Obesity is a global health epidemic that is associated with decreased life span and increased incidence of metabolic diseases like type 2 diabetes and heart disease. Two types of fat exist. White fat stores energy in the form of fatty acids, and brown fat is the mammalian thermogenic organ. Brown fat has recently proven to be present in adult humans-a finding which has drawn considerable interest because increases in brown fat- specific gene expression appear to protect again obesity and metabolic syndrome. While it is known that brown fat thermogenesis can tip the energy balance in favor of use rather than storage, how and why this occurs is unclear at the molecular level. Furthermore, anti-obesity strategies could include increasing expression of brown-fat specific thermogenic genes including uncoupling protein-1 (UCP1) as well as brown fat formation. Since not much is known about the brown fat transcriptional network, a better understanding of this fnetwork is the immediate goal for the research project. Our lab has identified a novel zinc finger transcription factor that is preferentially expressed in brown fat at a high level, and our preliminary data indicate one target of this transcription factor (designated as B2) is UCP1, the most important known thermogenic gene, which is found exclusively in brown fat and critical for brown fat thermogenesis. The goal of the work to be undertaken in this NRSA fellowship is to understand the biology of B2 and its role in brown fat.

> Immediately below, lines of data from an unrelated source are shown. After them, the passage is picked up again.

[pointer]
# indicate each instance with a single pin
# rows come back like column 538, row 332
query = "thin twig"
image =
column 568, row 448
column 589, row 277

Aim 1 seeks to define the DNA binding site for B2 in the UCP1 promoter using biochemical and molecular approaches.
Aim 2 is to identify the protein interaction partners of B2 by tandem affinity purification and mass spectrometry. Finally, Aim 3 is to assess the role of B2 in vivo by developing and analyzing B2 knockout mice. These studies will make an important contribution to the newly resurgent field of brown fat biology by characterizing the novel transcription factor B2 and may provide new directions for the study of brown fat in obesity.
The prevalence of obesity in our society is unmistakable, and people with the disease have a shorter lifespan and an increased chance of diabetes and heart disease. This study seeks to understand the genetic regulation of brown fat, which burns fat as heat. By understanding more about brown fat, we may find new treatment targets that would activate this type of fat, burn more fat, and therefore reduce obesity.